Justiça adia decisão sobre biografia censurada de Roberto Carlos

Ricardo Schott, Jornal do Brasil

RIO - Para três dos cinco desembargadores da 18ª Vara Cível que analisaram Roberto Carlos em detalhes, do jornalista e historiador Paulo César Araújo biografia não-autorizada do Rei, cujos exemplares foram recolhidos das livrarias em maio de 2007 e que decidiriam sobre sua liberação nesta terça-feira, às 9h, no Fórum Central, o livro é uma matéria complexa demais. Tanto que o desembargador Jorge Luiz Habib pediu vista do processo, adiando sua decisão em uma semana. Os outros desembargadores a analisar o caso são Pedro Raguenet relator do processo contra o escritor, que manteve a cassação e o revisor Cláudio Dellorto.

Foi agendado para a próxima terça-feira um novo encontro entre Araújo, sua advogada, Deborah Sztajnberg, os três desembargadores e os advogados de Roberto Carlos.

O adiamento revela uma questão polêmica, que merece ser melhor analisada diz Araújo, entre esperançoso e indignado.

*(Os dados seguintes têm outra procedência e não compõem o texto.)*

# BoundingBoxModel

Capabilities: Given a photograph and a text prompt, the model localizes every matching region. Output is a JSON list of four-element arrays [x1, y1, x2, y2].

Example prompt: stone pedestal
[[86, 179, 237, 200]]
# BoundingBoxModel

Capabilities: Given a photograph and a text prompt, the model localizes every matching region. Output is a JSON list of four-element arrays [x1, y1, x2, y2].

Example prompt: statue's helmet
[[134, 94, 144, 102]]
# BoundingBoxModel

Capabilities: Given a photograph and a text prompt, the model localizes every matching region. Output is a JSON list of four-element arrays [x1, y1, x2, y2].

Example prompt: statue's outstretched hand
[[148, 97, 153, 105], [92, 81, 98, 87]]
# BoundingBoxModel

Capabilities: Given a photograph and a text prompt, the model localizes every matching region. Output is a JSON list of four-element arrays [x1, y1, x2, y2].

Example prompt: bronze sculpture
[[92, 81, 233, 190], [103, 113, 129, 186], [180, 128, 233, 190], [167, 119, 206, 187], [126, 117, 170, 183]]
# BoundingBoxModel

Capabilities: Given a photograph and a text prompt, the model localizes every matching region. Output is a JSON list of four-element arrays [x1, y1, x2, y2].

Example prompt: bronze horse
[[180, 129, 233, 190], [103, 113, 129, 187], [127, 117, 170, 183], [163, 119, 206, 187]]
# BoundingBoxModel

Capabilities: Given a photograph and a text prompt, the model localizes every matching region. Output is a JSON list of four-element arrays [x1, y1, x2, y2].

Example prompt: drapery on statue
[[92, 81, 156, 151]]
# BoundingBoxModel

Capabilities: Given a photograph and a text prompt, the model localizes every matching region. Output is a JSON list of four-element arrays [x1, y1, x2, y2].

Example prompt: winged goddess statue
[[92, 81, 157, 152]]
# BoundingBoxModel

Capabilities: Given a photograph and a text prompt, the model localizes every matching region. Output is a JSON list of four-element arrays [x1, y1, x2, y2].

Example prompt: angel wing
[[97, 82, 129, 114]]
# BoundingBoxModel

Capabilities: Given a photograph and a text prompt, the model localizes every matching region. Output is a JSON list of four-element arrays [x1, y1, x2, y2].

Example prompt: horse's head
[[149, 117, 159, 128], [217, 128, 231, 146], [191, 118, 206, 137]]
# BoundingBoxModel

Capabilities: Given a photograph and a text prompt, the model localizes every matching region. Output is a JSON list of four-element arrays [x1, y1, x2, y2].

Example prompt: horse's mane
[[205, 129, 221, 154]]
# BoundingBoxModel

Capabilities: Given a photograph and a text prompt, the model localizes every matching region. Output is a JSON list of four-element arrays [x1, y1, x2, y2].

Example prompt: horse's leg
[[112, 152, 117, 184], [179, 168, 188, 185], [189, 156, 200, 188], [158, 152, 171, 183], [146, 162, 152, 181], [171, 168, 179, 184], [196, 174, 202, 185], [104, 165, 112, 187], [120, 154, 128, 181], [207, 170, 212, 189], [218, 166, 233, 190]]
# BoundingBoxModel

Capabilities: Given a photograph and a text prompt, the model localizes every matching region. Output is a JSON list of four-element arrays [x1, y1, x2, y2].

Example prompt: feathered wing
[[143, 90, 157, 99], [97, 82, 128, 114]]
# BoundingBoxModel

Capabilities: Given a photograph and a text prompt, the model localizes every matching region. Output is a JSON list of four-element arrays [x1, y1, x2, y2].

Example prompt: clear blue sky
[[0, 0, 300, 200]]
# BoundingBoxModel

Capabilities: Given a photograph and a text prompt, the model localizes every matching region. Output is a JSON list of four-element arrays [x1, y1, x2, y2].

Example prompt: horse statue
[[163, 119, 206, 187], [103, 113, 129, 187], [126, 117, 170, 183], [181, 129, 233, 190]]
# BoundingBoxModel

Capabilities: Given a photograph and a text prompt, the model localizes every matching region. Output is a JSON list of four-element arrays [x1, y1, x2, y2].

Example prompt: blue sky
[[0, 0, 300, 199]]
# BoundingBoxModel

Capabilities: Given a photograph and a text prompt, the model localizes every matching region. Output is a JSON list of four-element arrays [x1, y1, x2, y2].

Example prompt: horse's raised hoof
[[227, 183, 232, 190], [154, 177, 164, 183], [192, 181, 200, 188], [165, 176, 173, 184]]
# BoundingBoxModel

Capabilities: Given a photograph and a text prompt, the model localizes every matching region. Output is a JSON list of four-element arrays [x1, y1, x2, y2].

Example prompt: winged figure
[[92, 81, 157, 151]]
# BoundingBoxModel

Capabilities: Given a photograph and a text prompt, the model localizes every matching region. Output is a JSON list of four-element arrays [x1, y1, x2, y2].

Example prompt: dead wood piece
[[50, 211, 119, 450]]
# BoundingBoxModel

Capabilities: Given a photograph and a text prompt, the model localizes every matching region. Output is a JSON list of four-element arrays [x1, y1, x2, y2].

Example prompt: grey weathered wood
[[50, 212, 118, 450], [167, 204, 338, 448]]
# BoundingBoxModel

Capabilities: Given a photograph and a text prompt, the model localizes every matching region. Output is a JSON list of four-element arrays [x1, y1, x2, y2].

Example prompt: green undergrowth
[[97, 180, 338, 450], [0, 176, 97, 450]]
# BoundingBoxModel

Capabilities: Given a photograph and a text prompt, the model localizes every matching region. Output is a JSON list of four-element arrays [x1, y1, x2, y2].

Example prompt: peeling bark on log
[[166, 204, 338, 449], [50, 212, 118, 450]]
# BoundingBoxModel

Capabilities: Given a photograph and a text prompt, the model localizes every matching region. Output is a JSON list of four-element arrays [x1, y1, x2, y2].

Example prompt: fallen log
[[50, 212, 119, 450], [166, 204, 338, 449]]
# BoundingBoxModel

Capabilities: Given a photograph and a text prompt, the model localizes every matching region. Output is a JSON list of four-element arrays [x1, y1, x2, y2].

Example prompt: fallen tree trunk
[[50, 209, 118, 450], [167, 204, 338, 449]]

É uma aberração que a própria Justiça demora a entender.

Roberto entrou na Justiça contra o autor porque teria sentido sua privacidade invadida. Em audiência de conciliação no Fórum Criminal da Barra Funda, de São Paulo, em abril de 2007, por um acordo entre Roberto, Araújo e os advogados do cantor, foi decidido pelo término da venda do livro.

Na 20ª Vara Cível, houve uma sentença da juíza Márcia Cristina Cardoso de Barros, favorável ao livro. E nessa sentença ela até afirma que, mesmo havendo a questão da proteção de imagem, o direito à informação é indispensável diz Deborah, lembrando que a audiência de conciliação foi uma coação. Não foi uma conversa isenta. O juiz Tércio Pires chegou a ficar sozinho com o Roberto e seus advogados. E depois da audiência entregou um CD a ele.

Deborah afirma que o relator Raguenet chegou a sugerir uma aplicação de litigância de má-fé negada por Cláudio Dellorto. por causa da apelação.

Não há ilícito no livro, como a sentença deixa claro. Qualquer um pode ser réu, mas o autor tem sido uma verdadeira vítima afirma.

Paulo observa que já saíram outros livros sobre o cantor, sem processo algum, e repete que não houve invasão de privacidade:

Como falar do Roberto sem falar de sua vida particular, que ele mesmo põe nas músicas?

O Jornal do Brasil não conseguiu localizar os desembargadores. Quanto a Roberto, sua assessoria disse que o cantor não iria se pronunciar sobre o assunto.